The restrictions Governor Cuomo has placed on indoor dining are stricter than those in many other places. At the bars inside New York City restaurants, there will be no sitting and no standing, let alone dancing and yelling woo-hoo. Still, I’d feel more confident about indoor dining if he had been even more cautious.
New York permits diners to drop their cloth face coverings the whole time they’re seated. Why can’t the state follow the lead of New Jersey, where customers are supposed to wear masks except when they’re actually eating or drinking? In particular, they could also be asked to wear masks any time a server comes to the table. New York encourages this, but doesn’t require it.
Even people who are conscientious about their masks, though, have to take them off to eat and drink. And while their masks are down they do something else: They talk. The larger droplets that leave our mouths when we talk may be a risk mainly to people at our own table, said Linsey Marr, a professor of civil and environmental engineering at Virginia Tech, but the tiny aerosols that float on air currents can pose a risk to anyone in the room.
Even those on the far side of a partition? “I think that’s mostly theater,” Dr. Marr said. “Imagine the aerosols as cigarette smoke. Will that partition stop smoke?”
Dr. Marr, by the way, would like to see restaurants leave more than six feet between indoor tables. Her preference would be 10 feet between all customers, except those who are sitting together.
You could read that and conclude that Dr. Marr has never seen the inside of a Manhattan restaurant. She has, though. The other conclusion is that Manhattan restaurants are not well equipped to keep the coronavirus away.
This is Lindsey J. Leininger’s view, too. Dr. Leininger, a clinical professor at the Tuck School of Business at Dartmouth College and one of the leaders of Dear Pandemic, a public-health campaign, worries not only about servers, whose risk goes up each time a new diner walks in, but also dishwashers and cooks, many of whom will be breathing the same indoor air as customers for the first time since the spring.
Because of high real estate prices in Manhattan, many restaurant workers “have to commute out to very remote places and live in crowded multigenerational households,” Dr. Leininger said. “If one of them gets exposed in a restaurant, they could bring that exposure back to their grandmother with diabetes.” Similar conditions helped ignite the outbreak that tore through Bergamo, Italy.
While she approves of many of New York’s regulations, Dr. Leininger thinks it is next to impossible to make restaurants risk-free. “I cannot tell you that indoor dining is safe,” she said. “Period. Full stop.”
This came after Dr. Leininger told me how much she loves restaurants, how she has a restaurant memory to go along with almost every important event in her adult life and how painful it was to say anything against restaurants.

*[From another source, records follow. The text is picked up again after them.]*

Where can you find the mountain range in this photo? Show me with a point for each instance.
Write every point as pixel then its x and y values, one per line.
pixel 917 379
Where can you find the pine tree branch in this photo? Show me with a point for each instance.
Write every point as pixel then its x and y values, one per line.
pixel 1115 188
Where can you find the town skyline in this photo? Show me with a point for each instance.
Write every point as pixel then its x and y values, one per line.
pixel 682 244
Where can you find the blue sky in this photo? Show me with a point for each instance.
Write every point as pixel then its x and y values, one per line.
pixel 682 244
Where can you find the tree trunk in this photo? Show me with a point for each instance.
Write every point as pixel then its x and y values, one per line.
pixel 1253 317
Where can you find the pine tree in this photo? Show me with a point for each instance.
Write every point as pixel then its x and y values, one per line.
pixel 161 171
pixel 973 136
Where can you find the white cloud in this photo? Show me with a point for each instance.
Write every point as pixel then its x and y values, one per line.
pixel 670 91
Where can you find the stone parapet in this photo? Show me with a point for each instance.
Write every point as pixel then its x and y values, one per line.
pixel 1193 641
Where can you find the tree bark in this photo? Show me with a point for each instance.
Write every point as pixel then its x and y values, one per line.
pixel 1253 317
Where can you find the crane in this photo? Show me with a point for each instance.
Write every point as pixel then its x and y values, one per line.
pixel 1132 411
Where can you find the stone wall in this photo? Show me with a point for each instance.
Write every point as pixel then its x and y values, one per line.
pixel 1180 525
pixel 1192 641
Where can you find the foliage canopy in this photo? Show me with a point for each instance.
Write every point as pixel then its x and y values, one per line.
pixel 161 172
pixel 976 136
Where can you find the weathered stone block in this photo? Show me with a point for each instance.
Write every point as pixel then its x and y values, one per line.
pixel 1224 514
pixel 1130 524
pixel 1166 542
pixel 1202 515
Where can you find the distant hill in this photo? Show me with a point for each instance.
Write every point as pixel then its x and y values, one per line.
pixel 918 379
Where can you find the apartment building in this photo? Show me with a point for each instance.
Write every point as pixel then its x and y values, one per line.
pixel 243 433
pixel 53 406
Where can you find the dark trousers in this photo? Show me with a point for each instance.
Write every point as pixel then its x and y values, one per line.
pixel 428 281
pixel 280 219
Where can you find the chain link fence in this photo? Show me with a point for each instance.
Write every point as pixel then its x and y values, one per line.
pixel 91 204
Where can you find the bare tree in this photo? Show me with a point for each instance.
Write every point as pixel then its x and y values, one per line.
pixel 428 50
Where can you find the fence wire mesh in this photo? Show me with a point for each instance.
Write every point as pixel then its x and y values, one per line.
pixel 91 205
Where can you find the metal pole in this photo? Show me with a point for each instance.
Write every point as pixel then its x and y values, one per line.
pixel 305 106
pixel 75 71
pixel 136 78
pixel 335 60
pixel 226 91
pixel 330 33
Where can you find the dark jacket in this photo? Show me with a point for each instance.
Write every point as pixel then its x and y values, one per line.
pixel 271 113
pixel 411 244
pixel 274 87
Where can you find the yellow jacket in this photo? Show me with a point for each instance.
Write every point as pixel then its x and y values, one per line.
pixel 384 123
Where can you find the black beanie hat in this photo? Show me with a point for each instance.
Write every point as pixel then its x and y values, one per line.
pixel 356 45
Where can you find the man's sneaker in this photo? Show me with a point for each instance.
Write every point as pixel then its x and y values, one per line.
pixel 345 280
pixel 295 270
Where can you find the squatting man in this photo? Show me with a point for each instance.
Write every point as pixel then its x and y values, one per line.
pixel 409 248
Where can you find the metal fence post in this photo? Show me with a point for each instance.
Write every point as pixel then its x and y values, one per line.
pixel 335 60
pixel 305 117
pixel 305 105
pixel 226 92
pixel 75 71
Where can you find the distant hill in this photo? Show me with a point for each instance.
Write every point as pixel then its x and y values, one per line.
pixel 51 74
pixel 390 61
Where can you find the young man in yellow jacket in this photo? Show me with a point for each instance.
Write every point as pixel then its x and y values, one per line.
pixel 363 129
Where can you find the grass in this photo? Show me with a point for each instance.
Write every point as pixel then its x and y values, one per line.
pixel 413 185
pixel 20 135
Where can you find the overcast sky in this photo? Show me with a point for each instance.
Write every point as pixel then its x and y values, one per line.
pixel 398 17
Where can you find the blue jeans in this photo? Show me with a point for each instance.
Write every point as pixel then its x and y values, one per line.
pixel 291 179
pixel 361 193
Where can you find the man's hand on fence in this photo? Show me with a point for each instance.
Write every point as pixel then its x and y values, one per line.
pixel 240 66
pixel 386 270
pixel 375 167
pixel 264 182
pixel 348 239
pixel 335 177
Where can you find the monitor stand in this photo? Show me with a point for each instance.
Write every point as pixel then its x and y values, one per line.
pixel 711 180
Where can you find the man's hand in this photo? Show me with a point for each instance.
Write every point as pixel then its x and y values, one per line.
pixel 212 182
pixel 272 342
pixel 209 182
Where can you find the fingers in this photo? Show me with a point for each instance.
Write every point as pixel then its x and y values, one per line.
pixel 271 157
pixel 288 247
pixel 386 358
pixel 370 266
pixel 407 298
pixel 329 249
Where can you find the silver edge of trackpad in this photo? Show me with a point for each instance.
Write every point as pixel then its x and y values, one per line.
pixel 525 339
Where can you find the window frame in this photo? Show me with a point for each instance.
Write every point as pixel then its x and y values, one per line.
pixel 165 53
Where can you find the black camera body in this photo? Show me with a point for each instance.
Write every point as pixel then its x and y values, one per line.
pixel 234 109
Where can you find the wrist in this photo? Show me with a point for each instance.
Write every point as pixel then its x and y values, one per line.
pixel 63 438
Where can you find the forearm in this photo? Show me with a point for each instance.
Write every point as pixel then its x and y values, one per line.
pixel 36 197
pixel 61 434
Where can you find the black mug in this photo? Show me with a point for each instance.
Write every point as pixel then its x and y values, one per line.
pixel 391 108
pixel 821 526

“I cannot believe I get to talk to the restaurant critic for The New York Times and I have to say that indoor dining is bad,” she said at the end of our conversation.
I feel your pain, Dr. Leininger. There are a lot of things I can’t believe, either.
I can’t believe we’re going to risk another outbreak in New York so restaurants can have dining rooms that are three-quarters empty. I can’t believe restaurants and the people who work in them have been failed so badly by Washington that many will have no choice but to go along with it. I can’t believe clear, straightforward safety advice is still so hard to come by at the government level that I had to spend most of a week on the phone with experts, asking whether readers should actually eat inside the places I’m writing about.
In a well-ordered society, readers wouldn’t need to get that information from a restaurant critic.